É humorista, guionista e apresentador de televisão e, provavelmente, já o terão visto a reinar no The Daily Show, um dos mais emblemáticos programas de humor americanos que passam no pequeno ecrã. A verdade é que a vida de Trevor Noah nem sempre foi fácil, sobretudo tendo em conta de que cresceu na África do Sul durante um dos seus períodos mais tenebrosos, registado nos manuais de história e na memória humana colectiva como apartheid.
Estamos habituados a ler sobre assuntos sérios de forma séria, mas a forma como Trevor Noah desmonta o absurdo do racismo em “Sou um Crime” (Tinta da China, 2018), sempre com uma piada na ponta da caneta enquanto nos conta sobre a sua vida no país de origem, é absolutamente extraordinária. Veja-se, logo a abrir, a forma como fala da genialidade de um sistema opressor:
“A genialidade do apartheid foi convencer uma população que constituía a esmagadora maioria do país a virar-se contra si mesma. “Apartódio” seria um termo mais adequado. Apartam-se as pessoas em grupos e instiga-se o ódio de uns contra os outros, com o objectivo de controlar a todos.”
Um ódio sentido maioritariamente entre xossas e zulus, distinguidos por Noah entre pensadores e combatentes, com visões muito distintas sobre a convivência com o homem branco: “Os zulus foram para a guerra com o homem branco. Os xossas jogaram xadrez com o homem branco”.
Para lá de um enquadramento histórico dado com muito aprumo, Trevor – que nasceu da relação entre uma negra e um branco durante o Apartheid, algo punível com cinco anos de prisão – fala-nos das suas desventuras amorosas em tenra idade, da relação algo alucinada com a mãe, do grupo de amigos onde se incluía um dançarino chamado Hitler ou de como de aspirante a pirata e dealer musical se tornou, inesperadamente, num DJ que montava a festa onde quer que houvesse espaço.
Noah descreve de forma exemplar o peso que a religião teve na sua dinâmica familiar, mostrando as diferentes igrejas que frequentava com a mãe, aproveitando também a fé para nos mostrar como o racismo e a segregação estão presente nas mais pequenas coisas.

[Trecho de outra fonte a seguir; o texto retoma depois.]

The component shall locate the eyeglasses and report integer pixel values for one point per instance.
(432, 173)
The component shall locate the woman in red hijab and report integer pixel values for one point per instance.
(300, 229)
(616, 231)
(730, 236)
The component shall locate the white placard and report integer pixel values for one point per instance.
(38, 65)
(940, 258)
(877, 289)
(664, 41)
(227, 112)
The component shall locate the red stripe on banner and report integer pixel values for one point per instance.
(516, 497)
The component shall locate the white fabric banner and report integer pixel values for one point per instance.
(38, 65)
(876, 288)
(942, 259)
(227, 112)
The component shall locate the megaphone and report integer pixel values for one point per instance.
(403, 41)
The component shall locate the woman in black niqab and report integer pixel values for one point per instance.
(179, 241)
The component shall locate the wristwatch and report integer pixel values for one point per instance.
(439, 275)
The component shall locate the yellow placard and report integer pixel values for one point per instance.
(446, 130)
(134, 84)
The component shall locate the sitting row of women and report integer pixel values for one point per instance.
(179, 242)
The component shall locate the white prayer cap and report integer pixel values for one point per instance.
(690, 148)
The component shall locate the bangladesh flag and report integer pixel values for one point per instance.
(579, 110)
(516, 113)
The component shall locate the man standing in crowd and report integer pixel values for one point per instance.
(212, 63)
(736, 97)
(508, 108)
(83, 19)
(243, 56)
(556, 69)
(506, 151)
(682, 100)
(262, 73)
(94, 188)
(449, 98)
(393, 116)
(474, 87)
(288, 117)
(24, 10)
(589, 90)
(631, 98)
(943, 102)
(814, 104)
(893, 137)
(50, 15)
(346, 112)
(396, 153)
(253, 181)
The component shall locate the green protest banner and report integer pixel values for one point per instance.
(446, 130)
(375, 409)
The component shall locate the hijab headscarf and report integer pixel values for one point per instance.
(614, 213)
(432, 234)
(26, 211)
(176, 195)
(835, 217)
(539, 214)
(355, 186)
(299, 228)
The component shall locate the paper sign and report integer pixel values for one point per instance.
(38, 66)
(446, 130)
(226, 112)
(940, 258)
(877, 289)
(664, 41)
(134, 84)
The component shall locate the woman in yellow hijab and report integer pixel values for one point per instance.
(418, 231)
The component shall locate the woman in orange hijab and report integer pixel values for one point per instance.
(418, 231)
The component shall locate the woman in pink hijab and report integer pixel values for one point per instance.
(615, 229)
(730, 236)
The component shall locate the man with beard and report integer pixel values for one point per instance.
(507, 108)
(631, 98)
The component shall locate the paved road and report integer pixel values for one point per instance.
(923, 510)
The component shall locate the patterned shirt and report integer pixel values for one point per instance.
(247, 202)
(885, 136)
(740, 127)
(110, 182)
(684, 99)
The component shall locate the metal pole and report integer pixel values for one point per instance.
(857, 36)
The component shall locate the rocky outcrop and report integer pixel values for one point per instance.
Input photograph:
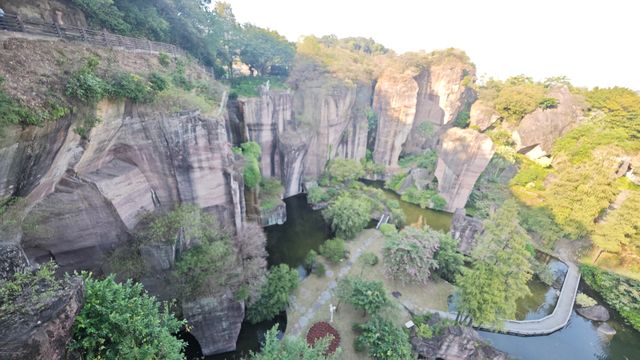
(595, 313)
(216, 322)
(462, 156)
(135, 162)
(274, 216)
(394, 102)
(543, 127)
(466, 230)
(42, 331)
(482, 116)
(12, 260)
(456, 342)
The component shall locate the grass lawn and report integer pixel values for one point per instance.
(418, 297)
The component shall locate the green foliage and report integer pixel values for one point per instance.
(85, 85)
(584, 300)
(388, 229)
(384, 340)
(319, 270)
(548, 103)
(488, 291)
(462, 119)
(450, 260)
(408, 255)
(424, 331)
(530, 175)
(619, 233)
(369, 258)
(348, 215)
(395, 181)
(369, 296)
(263, 48)
(580, 193)
(27, 290)
(164, 59)
(621, 293)
(121, 321)
(334, 250)
(344, 170)
(291, 348)
(274, 296)
(540, 223)
(271, 191)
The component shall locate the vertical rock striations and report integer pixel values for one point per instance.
(462, 156)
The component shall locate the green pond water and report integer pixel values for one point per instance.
(305, 229)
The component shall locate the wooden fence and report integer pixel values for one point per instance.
(12, 22)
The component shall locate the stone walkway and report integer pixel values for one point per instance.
(548, 324)
(304, 320)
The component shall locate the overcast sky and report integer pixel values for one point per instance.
(594, 43)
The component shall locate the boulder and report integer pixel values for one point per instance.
(543, 127)
(595, 313)
(482, 116)
(216, 322)
(606, 329)
(455, 343)
(42, 331)
(466, 230)
(463, 155)
(12, 260)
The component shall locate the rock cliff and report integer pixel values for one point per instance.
(462, 156)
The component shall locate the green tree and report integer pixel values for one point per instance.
(348, 215)
(274, 296)
(334, 250)
(384, 340)
(291, 348)
(121, 321)
(450, 260)
(369, 296)
(501, 269)
(409, 254)
(262, 48)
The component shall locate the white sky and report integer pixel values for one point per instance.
(594, 43)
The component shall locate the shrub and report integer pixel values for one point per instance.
(122, 321)
(388, 229)
(424, 331)
(319, 270)
(369, 296)
(384, 340)
(584, 300)
(322, 330)
(158, 82)
(291, 348)
(274, 296)
(334, 250)
(408, 255)
(449, 259)
(164, 59)
(370, 259)
(348, 215)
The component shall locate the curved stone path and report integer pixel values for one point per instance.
(557, 320)
(325, 295)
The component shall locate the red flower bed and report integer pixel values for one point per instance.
(321, 330)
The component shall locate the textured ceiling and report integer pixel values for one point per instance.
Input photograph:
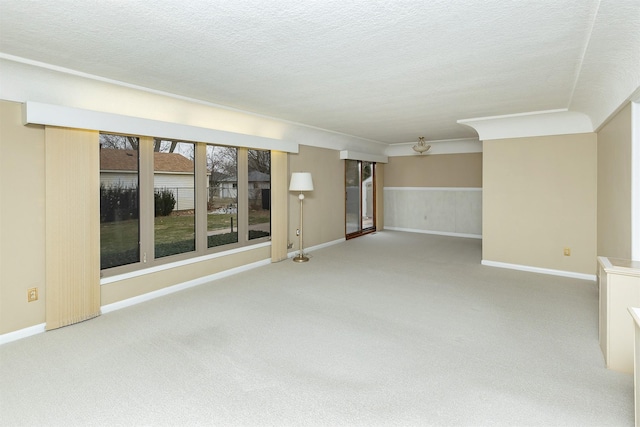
(388, 71)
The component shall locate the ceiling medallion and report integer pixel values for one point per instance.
(421, 147)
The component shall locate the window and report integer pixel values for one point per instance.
(259, 178)
(163, 200)
(119, 201)
(174, 197)
(222, 195)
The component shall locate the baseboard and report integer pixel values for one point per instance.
(549, 271)
(22, 333)
(316, 247)
(181, 286)
(440, 233)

“Durante muito tempo não compreendi por que razão tantos negros tinham trocado a sua fé indígena pelo cristianismo, mas quanto mais vezes ia à igreja e mais tempo passava sentado naqueles bancos, mais aprendia sobre o funcionamento do cristianismo: se formos nativos americanos e rezarmos aos lobos, somos uns selvagens. Se formos africanos e rezarmos aos nossos antepassados, somos uns primitivos. Mas quando os brancos rezam a um tipo que transforma água em vinho, bem, isso é apenas senso comum.”
Mistura de autobiografia, sitdown comedy e uma carta de amor aberta à sua mãe e heroína, “Sou Um Crime” é um relato de sobrevivência e uma lição de história, que junta ao lado sentimental e perturbador um sentido de humor refinado, mostrando-nos todo o absurdo da condição humana. Um dos grandes livros editados em Portugal no ano de 2018.